Legend has it the area was named by Spanish explorers who, upon seeing the purple sky at sunset and the purple bougainvillea, called it “isla morado” or purple island.
Islamorada is known as the Sport-Fishing Capital of the World. And recently the island was named one of the 17 most romantic destinations in the U.S.
Here are five fun things to do in Islamorada:
Check out the 11-acre Indian Key Historic State Park and view the remains of a shipwreck salvage community from the 1830s. There are also several hundred yards of well-maintained trails that line the interior of the island.
Visit Windley Key Fossil Reef Geological State Park, an exposed coral reef that once served as a quarry for construction of the Key West extension of the Florida East Coast Railway. An environmental center documents park and regional history, and self-guided nature trails wind through mangrove hammocks.
The Spanish named Long Key State Park “Cayo Vivora” or Rattlesnake Key because its shape resembles a snake with its jaws open. Explore this island by canoeing through a chain of lagoons or hiking two land-based trails. The Golden Orb Trail leads through five natural communities to an observation tower that provides a panoramic view of the island. And the fishing experts say some of the best bonefishing in the Keys is found here.
2. Hang out at Robbie’s Marina and feed the tarpon.
At Robbie’s Marina, purchase buckets of bait and feed the tarpon from the marina dock. Fishing and snorkeling excursions and state park tours can be booked as well, including trips out to Lignumvitae Key Botanical State Park. Accessible only by boat, the island features a virgin hardwood hammock, along with an early Florida Keys pioneer family home and a stone wall believed to have been built by Native Americans.
3. Watch a dolphin show or listen to live music.
At Theater of the Sea, view dolphin and sea lion shows at the second oldest marine mammal facility in the world. Then hop in the water and swim with bottlenose dolphins, stingrays and sea lions.
Or head to the ICE Amphitheater at Founders Park. This outdoor performing arts amphitheater features concerts, dance and other live performances.
4. Learn about Florida Key’s history.
Experience one of the world’s largest collections of historic dive equipment and trace 3,000 years of diving at the Florida Keys History of Diving Museum. A special gallery features artifacts and recovery tools used by pioneering treasure hunter Art McKee. The “Parade of Nations” features historic dive helmets from some 25 nations.

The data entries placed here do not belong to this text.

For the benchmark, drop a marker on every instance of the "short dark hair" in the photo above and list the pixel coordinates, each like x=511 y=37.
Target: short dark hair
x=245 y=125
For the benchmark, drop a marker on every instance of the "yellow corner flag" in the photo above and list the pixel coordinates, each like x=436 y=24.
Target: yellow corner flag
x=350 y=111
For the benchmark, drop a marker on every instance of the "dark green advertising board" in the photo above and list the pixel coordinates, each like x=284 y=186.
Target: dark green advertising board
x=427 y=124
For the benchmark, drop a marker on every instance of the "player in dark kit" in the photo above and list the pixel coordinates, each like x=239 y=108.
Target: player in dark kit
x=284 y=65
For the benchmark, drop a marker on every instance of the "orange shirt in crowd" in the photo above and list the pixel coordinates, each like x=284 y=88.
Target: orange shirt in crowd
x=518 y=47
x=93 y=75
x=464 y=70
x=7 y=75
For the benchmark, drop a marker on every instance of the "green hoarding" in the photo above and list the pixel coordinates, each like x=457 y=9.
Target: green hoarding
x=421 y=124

Located nearby, the Florida Keys History and Discovery Center is part of Islander Resort, a Guy Harvey Outpost. Also a conference center for meetings and groups, the venue showcases the history, environmental and marine conservation efforts of the Florida Keys.

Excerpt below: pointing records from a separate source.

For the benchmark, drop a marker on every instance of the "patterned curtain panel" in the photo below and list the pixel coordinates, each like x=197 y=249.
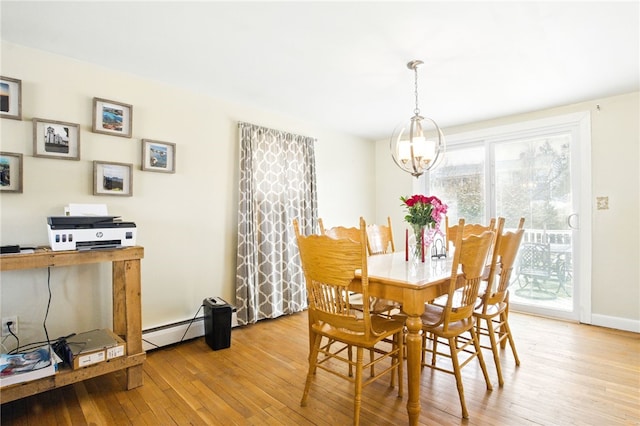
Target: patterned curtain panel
x=277 y=185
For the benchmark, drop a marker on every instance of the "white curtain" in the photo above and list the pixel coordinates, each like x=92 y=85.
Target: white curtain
x=277 y=185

Located at Mile Marker 81.6, there’s a 65-foot by 20-foot art deco–style Hurricane Monument, commemorating veterans and locals who died during the Labor Day Hurricane of 1935. Beneath the tiled mosaic that forms the base of the monument are the ashes of many who died in the storm.
Pack a picnic and head out to Anne’s Beach (MM 73.5) or Islamorada Library Beach (MM 81.5). Situated along the roadside, Anne’s Beach is a popular spot for sunning and swimming. A boardwalk through mangroves links two sandy areas and covered picnic structures can be found along the length of the boardwalk. Somewhat hidden behind the Helen Wadley Branch library, Islamorada Library Beach also offers picnic facilities.